Au fond, ce qui compte dans la vie d'un homme, c'est de pouvoir franchir la marche suivante. Le type qui a 1 500 euros, il ne rêve pas de passer à 25 000, il rêve de passer à 1 700 – pour lui, ce serait déjà bien. On est tous pareils : si on achète un Frigidaire, on a envie qu'il soit plus moderne que le précédent, plus écologique… On a besoin que sa vie soit un récit qui avance. On ne se raconte pas sa vie en se disant : « Chic, je me rapproche du cimetière. » Bien sûr, on sait que c'est la réalité.

Dans les années 30, on était dans un modèle national et on n'a pas su assez augmenter les salaires. Du coup, Keynes a pensé le modèle du développement fordiste, qui a bien marché après guerre. Le bloc communiste faisait tellement peur aux grandes entreprises capitalistes qu'elles ont accepté une régulation sociale pour éviter le risque révolutionnaire.

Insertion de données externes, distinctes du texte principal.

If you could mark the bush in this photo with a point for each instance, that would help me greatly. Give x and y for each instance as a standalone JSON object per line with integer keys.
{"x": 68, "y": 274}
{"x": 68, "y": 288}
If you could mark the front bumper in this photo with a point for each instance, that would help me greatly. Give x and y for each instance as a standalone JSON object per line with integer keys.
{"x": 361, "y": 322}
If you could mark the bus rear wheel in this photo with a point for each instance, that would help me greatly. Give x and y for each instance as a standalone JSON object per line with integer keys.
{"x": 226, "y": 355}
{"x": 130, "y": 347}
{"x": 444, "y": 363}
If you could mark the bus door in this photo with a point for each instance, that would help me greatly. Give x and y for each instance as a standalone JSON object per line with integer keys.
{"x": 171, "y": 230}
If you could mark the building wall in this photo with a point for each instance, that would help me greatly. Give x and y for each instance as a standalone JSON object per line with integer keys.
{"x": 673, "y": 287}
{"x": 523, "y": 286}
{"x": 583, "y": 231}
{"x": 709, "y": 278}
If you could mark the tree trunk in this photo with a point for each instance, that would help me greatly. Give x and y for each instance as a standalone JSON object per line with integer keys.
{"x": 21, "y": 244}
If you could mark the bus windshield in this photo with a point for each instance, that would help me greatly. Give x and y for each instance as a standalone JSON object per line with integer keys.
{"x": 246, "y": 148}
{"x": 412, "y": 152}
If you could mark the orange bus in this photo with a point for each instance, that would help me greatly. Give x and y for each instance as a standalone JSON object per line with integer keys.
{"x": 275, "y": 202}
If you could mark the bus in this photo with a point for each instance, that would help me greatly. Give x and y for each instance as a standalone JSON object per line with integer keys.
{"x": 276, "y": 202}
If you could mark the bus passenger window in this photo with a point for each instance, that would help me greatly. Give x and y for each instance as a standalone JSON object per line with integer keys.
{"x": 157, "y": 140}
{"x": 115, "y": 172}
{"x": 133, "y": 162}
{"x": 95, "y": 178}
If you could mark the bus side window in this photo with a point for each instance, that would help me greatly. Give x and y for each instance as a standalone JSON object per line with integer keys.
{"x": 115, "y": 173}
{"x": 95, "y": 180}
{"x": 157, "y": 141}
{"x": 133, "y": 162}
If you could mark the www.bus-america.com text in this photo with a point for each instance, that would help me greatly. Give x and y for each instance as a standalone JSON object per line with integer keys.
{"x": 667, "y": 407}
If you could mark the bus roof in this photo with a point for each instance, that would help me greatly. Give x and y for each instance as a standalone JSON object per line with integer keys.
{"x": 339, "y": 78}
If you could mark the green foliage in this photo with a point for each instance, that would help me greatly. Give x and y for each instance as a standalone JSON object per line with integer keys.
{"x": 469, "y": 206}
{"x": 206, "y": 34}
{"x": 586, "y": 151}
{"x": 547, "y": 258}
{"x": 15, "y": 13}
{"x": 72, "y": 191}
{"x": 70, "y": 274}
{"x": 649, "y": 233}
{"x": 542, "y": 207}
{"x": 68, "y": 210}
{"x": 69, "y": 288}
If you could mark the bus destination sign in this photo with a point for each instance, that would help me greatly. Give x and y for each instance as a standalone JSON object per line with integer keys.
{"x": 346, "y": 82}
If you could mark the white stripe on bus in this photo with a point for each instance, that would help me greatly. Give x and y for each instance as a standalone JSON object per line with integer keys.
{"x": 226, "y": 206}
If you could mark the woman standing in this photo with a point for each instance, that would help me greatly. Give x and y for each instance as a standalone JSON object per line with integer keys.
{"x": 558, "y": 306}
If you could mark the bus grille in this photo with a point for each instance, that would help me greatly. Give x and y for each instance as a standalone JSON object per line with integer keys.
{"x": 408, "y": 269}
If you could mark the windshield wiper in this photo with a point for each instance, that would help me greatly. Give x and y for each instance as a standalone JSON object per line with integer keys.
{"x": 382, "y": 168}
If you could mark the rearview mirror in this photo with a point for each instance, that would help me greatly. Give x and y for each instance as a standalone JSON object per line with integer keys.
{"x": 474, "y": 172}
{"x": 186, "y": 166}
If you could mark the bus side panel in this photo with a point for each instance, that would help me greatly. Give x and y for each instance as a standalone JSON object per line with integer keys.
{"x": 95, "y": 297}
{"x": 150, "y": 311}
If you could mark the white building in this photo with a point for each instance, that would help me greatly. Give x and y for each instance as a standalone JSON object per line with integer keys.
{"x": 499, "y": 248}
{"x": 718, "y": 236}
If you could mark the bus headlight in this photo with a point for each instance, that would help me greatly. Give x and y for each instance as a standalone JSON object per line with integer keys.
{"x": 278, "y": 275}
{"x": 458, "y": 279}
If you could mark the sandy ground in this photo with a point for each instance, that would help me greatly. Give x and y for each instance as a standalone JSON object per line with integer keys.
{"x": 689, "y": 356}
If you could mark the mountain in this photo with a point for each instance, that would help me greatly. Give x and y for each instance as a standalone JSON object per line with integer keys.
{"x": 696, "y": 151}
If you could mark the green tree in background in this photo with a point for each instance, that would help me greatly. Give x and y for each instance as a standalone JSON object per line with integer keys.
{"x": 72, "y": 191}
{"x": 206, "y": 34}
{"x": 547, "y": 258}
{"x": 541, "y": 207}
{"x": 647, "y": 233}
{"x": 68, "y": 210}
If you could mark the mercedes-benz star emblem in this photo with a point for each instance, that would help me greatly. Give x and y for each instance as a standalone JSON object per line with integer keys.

Le problème des sociétés modernes, c'est qu'il n'y a plus de risque révolutionnaire. Je ne trouve pas ça négatif, mais, de 1945 à 1989, la régulation par les rapports de forces Est-Ouest a permis le miracle européen. Ce modèle économique a disparu avec la disparition du risque communiste. On se retrouve dans une nouvelle économie, plus ouverte, sans ce risque, et avec des salaires beaucoup moins étanches au niveau mondial. On est entré dans un monde unifié, c'est à la fois génial et terrifiant. La question devient : « Comment on arrive à augmenter les salaires à un niveau planétaire ?  » Et, là, ça devient très compliqué.

Le « risque révolutionnaire » nous manque ? Faut-il le recréer ?

Avec la montée des extrêmes droites, le terrorisme, chaque société se réinvente d'autres risques. Je ne plaide pas du tout pour le retour du risque révolutionnaire. Je pense que les révolutions sont toujours des échecs. Je ne dis pas qu'elles ne sont pas légitimes, attention. Les gens ont envie de vivre confortablement. Si ça devient impossible, ils attendent un peu puis ils cassent tout : on l'a vu récemment dans le monde arabe.

Regardez ce qu'il s'est passé avec « Indignez-vous  ! » : 1,8 million de personnes achètent ce livre, souvent pour le donner. Ça veut dire que vous avez un mouvement quasi révolutionnaire dans cette société. Je préfère que les gens s'expriment en achetant Hessel [dont il est l'éditeur pour un autre livre, ndlr] plutôt qu'en allant casser, mais pour moi c'est la même chose.